High tuition burden, low government funding in S.Korea

Posted on : 2011-06-09 13:51 KST Modified on : 2019-10-19 20:29 KST
OECD rankings lend credence to calls for ‘half-price tuition’

By Lee Jae-hoon 
  
South Korea has the lowest percentage of students attending state and public universities or government-dependent private universities among OECD nations, a report shows. The level of government funding invested in university education was also among the lowest in the OECD.
An analysis Wednesday of a report on 2010 OECD education indicators by the Hankyoreh showed South Korea placing lowest among the 29 OECD members that submitted data in terms of the percentage of full-time registered students in 2007 and 2008 at state and public universities, including master‘s programs, with a total of just 22 percent.
Fourteen countries, including Denmark, Greece, Norway, and Canada, had 100 percent of enrolled students attending state or public universities and private universities described as “government-dependent,” meaning that 50 percent or more of their funding comes from the government. The percentage was greater than 50 percent in all countries except South Korea and Japan.
South Korea also placed near the bottom in terms of the percentage of public higher education expenditures coming from the government, with its 20.7 percent rate putting it second from last among the 26 countries that provided data. The country in last place was Chile, with 14.4 percent. Five countries, including Belgium, Finland, and Iceland, had more than 90 percent of public university education costs borne by the government, while the OECD average was 69.1 percent.
In contrast, South Korean ranked second in terms of the percentage of public university education costs paid for through household expenditures on tuition and other fees, at 52.8 percent. Once again, Chile placed highest with 79.2 percent. In the United States, which had the highest annual university tuition rates in 2009, the rate of household burden was just 34.2 percent.

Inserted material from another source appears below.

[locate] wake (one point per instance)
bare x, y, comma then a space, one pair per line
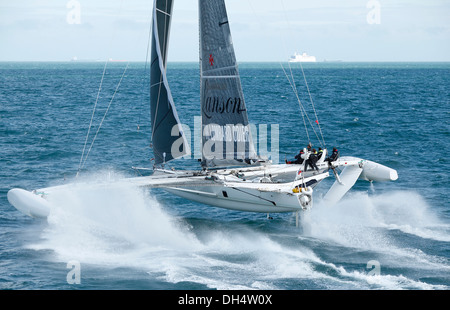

At 1.9 percent, South Korea’s rate of private higher education burden relative to gross domestic product was nearly four times the OECD average of 0.5 percent.
Hwang Hui-ran, a researcher at the Korea Higher Education Research Institute, said, “The roots of the problem of lax and insular financial management by private universities lie in the failure to establish a system where the government takes responsibility for higher education with financial support, which is not the case in other OECD countries.”
“South Korea, too, needs to get away from a system centering on private universities and move to a system centered in universities for which the government takes responsibility,” Hwang said.